Alexandra: South Africa should use the 100 years centenary of Alexandra Township to build a more united and prosperous country built on a foundation of Ubuntu, said President Jacob Zuma.
This as Johannesburg’s township marked 100 years of its existence on Saturday. Alexandra was first proclaimed as a township for white workers who were removed from Johannesburg city centre in 1905. In 1912 the plots in Alexandra were sold to African and Coloured people with freehold rights, making the place a Native township.
“We must use this milestone to dedicate ourselves more than ever before to build a united and prosperous SA built on the foundation of Ubuntu, dignity and respect. Whatever challenges we face we will overcome working together,” said Zuma, at the celebrations at the Alexandra Stadium.
The President said the township oozed pride and resilience while it was also associated with well-known South Africans like Joe Modise and the Mahotela Queens.
South Africans need to stand up for their rights without losing their dignity, he said.
“South Africans are not hooligans we are a nation of proud, respectful people who stand up for their rights and do so without losing their dignity and Ubuntu. We must promote this national pride as we don’t want the world to develop a wrong impression of South African people,” the President said, adding that societies need to take stock and reflect on themselves.
“We must not be shy to reflect on what has gone wrong within society in general. We’ve heard of shocking incidents of men raping little girls. This is not a society or nation we want,” he told residents who came out in numbers to witness the celebrations.
The country needed to reflect on causes of brutality and how these could be stopped as perpetrators came from communities.
“It’s a painful reality for every society to have to deal with but we have to confront it. I believe we must have this discussion about the renewal of the social fibre of communities without delay. We have a proud historical and political heritage as a people and we must guard it jealously,” said President Zuma.
He urged society to bring back a culture of peaceful protest, of upholding the right to life. “The culture of violent protest which threatens lives and property have no place in a democratic society when people have a government that they can talk to through various structures. We cannot destroy that which we have built ourselves and we cannot continue organising protests in which people die.”
This, he said, calls for serious reflection “among ourselves about the way in which we do things.”
President Zuma warned against workers negotiating labour issues without labour unions.
“Workers of Alex and anywhere in our country should not think that what happened in Marikana is the way to go when workers chase away trade unions and negotiate their own deal with employers, that is a danger, workers in the past didn’t have trade unions and they were not protected they were victims of employers.”
The President added that he would make a follow up visit to Alexandra.
The celebrations were also attended by Deputy Minister in the Presidency responsible for Performance Monitoring and Evaluation Obed Bapela, Public Enterprises Malusi Gigaba, Gauteng Premier Nomvula Mokonyane and Johannesburg Mayor Parks Tau among others.
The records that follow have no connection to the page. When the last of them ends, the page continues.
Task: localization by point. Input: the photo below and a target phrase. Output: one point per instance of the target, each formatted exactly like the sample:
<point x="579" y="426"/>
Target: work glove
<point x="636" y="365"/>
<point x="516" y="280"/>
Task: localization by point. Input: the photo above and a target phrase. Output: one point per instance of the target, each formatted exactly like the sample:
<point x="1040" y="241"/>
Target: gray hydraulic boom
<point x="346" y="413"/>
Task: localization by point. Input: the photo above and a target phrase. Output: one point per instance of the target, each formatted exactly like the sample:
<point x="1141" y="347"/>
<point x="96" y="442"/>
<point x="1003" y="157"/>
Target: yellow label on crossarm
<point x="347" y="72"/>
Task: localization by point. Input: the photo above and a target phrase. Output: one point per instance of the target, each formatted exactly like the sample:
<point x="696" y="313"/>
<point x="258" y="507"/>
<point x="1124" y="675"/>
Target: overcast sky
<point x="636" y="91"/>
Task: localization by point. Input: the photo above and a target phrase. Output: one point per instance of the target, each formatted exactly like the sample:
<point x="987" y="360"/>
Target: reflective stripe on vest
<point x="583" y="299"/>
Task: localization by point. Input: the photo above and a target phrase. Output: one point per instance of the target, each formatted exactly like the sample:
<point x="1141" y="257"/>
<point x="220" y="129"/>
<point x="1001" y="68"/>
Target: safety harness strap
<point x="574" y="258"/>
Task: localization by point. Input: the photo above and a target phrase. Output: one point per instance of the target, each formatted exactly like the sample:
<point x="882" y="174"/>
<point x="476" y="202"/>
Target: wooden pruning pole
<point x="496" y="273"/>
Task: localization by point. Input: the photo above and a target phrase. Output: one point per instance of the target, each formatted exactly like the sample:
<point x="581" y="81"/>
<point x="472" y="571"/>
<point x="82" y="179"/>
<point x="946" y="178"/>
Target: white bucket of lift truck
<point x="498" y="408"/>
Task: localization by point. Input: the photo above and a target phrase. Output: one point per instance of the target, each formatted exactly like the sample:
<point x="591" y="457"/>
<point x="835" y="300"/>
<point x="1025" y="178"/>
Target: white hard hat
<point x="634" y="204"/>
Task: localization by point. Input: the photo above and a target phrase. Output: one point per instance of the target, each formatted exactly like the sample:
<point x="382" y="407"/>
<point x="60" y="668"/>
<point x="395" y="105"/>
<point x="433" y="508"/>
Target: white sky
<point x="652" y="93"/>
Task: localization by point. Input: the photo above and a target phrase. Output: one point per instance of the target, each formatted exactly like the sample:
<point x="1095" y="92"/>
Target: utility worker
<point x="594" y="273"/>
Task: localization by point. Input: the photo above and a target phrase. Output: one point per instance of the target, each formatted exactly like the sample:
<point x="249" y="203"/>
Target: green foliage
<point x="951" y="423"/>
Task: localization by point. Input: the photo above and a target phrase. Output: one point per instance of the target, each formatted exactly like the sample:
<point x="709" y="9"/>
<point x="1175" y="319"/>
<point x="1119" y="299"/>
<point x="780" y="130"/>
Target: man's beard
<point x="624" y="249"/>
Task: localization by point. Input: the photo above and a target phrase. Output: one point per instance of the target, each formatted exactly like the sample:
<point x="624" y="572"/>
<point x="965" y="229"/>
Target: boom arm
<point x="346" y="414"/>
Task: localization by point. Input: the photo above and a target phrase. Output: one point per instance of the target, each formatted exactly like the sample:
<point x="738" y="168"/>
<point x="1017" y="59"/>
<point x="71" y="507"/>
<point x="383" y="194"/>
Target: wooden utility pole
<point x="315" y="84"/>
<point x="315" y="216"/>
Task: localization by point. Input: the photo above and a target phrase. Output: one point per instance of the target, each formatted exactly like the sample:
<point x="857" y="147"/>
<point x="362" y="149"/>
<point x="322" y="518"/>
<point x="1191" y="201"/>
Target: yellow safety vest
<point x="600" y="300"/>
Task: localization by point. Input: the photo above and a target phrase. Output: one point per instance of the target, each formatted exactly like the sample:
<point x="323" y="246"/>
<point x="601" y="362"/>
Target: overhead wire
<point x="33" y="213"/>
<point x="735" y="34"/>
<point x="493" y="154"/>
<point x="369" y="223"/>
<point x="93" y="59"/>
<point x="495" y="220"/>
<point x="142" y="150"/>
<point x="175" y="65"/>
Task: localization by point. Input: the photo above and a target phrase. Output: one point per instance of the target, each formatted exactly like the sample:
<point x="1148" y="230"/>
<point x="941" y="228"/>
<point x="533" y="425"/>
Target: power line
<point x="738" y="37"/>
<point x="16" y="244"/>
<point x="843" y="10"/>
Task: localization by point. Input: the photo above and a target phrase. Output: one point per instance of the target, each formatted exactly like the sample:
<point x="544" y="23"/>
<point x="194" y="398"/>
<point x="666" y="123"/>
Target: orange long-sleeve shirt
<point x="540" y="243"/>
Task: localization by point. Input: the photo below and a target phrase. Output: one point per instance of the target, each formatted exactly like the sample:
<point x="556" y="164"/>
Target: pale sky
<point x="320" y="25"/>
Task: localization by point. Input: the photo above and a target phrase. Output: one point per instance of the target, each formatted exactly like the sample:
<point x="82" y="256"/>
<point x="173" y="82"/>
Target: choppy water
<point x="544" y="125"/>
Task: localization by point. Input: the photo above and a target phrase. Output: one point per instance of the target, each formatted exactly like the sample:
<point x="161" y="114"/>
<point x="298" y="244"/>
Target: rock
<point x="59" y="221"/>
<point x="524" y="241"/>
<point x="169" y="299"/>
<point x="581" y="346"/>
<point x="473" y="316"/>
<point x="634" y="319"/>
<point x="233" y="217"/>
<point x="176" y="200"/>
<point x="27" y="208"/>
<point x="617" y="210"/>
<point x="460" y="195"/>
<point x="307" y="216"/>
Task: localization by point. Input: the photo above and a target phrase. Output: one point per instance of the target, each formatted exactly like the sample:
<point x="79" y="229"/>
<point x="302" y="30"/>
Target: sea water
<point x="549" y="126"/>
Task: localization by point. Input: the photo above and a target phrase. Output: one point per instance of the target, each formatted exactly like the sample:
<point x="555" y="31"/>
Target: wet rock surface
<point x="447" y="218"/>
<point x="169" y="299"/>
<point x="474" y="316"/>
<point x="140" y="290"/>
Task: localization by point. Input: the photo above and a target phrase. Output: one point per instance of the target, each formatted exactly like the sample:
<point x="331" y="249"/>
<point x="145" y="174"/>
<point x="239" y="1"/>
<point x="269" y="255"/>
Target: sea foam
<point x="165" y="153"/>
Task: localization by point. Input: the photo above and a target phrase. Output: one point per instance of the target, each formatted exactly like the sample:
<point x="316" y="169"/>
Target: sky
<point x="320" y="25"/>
Prior to the address at the stadium President Zuma and his delegation visited the Nelson Mandela Yard Heritage Precinct to plant a tree. In 1940, Mandela left home in the Transkei and moved to Johannesburg, Alexandra where he found lodging with a local reverend before moving next door. The house, which had no water or electricity at the time, is on Richard Baloyi and 7th avenue.
Meanwhile, artists like Blondie Makhene entertained residents in the packed to capacity stadium throughout the day.